*Sample Problems*

* *

1. What is q, the volume flow rate of vapor formed, if 0.5 gallons of
toluene are evaporated uniformly over a 7-hr shift? What volume flow rate Q_{d }is required for dilution to 10ppm, if
K_{mixing }= 2? (Assume STP; d=1.0)

What is the average face velocity of
air in a room 10’ * 8’ * 40’ for these conditions?

**Solution:**

** **

SG=0.866, MW=92.1

Q = 387 * lbs evaporated/MW * minutes * d

Note: lbs evaporated = gal * 8.31 * SG

Q = 387 * 0.5gal * 8.31lbs/gal * 0.866/9.21 * 480
minutes * 1.0 = 0.0315 scfm

Q_{d }= q * 10^{6 }* K_{mixing}/Ca
(ppm)

Q_{d }= 0.0315 * 10^{6 }* 2/10 =
6,300 scfm

V_{face }= Qd/A = 6300/80 = about 80 fpm

2.
What
is q, the volume flow rate of vapor formed, if 500 grams of xylene are
evaporated uniformly over a 4-hr shift?

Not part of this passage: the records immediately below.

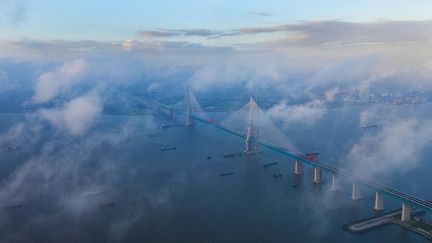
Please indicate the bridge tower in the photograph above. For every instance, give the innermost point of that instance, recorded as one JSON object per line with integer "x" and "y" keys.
{"x": 189, "y": 121}
{"x": 252, "y": 129}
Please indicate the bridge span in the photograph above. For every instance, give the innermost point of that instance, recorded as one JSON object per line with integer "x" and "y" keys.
{"x": 407, "y": 200}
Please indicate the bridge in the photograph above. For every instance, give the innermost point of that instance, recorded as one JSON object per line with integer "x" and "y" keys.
{"x": 252, "y": 142}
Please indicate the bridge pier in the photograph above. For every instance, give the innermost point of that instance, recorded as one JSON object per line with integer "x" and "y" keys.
{"x": 298, "y": 167}
{"x": 406, "y": 212}
{"x": 334, "y": 183}
{"x": 379, "y": 201}
{"x": 317, "y": 175}
{"x": 355, "y": 192}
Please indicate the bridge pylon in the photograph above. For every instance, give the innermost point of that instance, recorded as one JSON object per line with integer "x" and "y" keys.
{"x": 252, "y": 128}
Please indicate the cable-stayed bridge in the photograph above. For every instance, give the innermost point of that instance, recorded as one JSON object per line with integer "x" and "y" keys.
{"x": 253, "y": 142}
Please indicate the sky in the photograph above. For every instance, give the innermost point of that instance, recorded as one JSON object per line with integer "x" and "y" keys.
{"x": 110, "y": 20}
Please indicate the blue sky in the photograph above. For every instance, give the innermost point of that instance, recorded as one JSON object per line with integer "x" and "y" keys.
{"x": 106, "y": 20}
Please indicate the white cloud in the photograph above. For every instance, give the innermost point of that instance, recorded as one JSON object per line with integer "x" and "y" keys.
{"x": 307, "y": 113}
{"x": 76, "y": 116}
{"x": 331, "y": 94}
{"x": 51, "y": 84}
{"x": 397, "y": 147}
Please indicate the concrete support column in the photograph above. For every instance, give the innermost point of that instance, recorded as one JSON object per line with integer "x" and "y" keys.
{"x": 334, "y": 183}
{"x": 298, "y": 168}
{"x": 379, "y": 201}
{"x": 356, "y": 192}
{"x": 406, "y": 212}
{"x": 317, "y": 175}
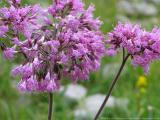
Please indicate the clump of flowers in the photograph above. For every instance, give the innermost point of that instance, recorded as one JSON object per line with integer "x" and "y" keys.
{"x": 66, "y": 43}
{"x": 141, "y": 45}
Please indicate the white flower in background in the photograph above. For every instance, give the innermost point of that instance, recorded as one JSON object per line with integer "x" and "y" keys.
{"x": 126, "y": 7}
{"x": 81, "y": 114}
{"x": 75, "y": 92}
{"x": 145, "y": 8}
{"x": 93, "y": 103}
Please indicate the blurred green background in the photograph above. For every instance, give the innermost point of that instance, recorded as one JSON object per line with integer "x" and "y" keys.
{"x": 140, "y": 91}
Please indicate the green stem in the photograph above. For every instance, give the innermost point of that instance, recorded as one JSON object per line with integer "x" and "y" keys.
{"x": 112, "y": 86}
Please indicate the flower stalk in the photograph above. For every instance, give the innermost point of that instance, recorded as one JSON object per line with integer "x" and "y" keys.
{"x": 112, "y": 85}
{"x": 50, "y": 106}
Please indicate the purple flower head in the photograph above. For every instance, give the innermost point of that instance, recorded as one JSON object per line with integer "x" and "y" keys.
{"x": 3, "y": 30}
{"x": 143, "y": 46}
{"x": 8, "y": 53}
{"x": 69, "y": 46}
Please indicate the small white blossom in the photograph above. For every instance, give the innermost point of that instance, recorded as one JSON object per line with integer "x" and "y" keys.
{"x": 75, "y": 92}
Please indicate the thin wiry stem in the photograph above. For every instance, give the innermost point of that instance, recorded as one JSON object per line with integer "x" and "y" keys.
{"x": 50, "y": 104}
{"x": 112, "y": 86}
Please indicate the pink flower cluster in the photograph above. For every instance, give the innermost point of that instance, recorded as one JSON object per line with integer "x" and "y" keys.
{"x": 143, "y": 46}
{"x": 67, "y": 44}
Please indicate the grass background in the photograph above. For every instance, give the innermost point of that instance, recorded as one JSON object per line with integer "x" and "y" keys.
{"x": 17, "y": 106}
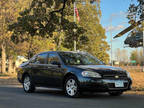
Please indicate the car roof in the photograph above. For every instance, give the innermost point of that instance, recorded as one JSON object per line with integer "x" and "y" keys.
{"x": 59, "y": 51}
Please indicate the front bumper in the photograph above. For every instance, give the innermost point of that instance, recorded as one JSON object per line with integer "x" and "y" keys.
{"x": 104, "y": 85}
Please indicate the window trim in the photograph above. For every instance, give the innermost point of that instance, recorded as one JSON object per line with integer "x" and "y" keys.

What volume flow rate Q_{d }is
required for dilution to 25 ppm, if K_{mixing }= 1.5? (Assume STP; d=1.0)

**Solution:**

** **

q = 0.0241 * grams evaporated/MW * seconds * d

q = 0.0241 * 500/106.2 * 4 * 60 * 60 * 1.0 = 7.88 *
10^{-6} acms at STP (i.e. scms)

Q_{d }= q * 10^{6 }* K_{mixing}/Ca
(ppm)

Q_{d }= 7.88 * 10^{-6 }* 10^{6 }*
1.5/25 = 0.47 acms at STP

3.
Calculate
N (number of air changes per hour)

**Solution:**

** **

(i) Q = 6,300 scfm, Volume, V = 10’ * 8’ * 40’ =
3,200 cubic feet [3,200 * 0.0283 = 90.5 cubic meters)

N = Q *
60/Vol = 6,300 * 60/3200 = 120 ac/hr

(i) Q = 0.47 acms, Volume, V = 10’ * 8’ * 40’ =
3,200 cubic feet [3,200 * 0.0283 = 90.5 cubic meters)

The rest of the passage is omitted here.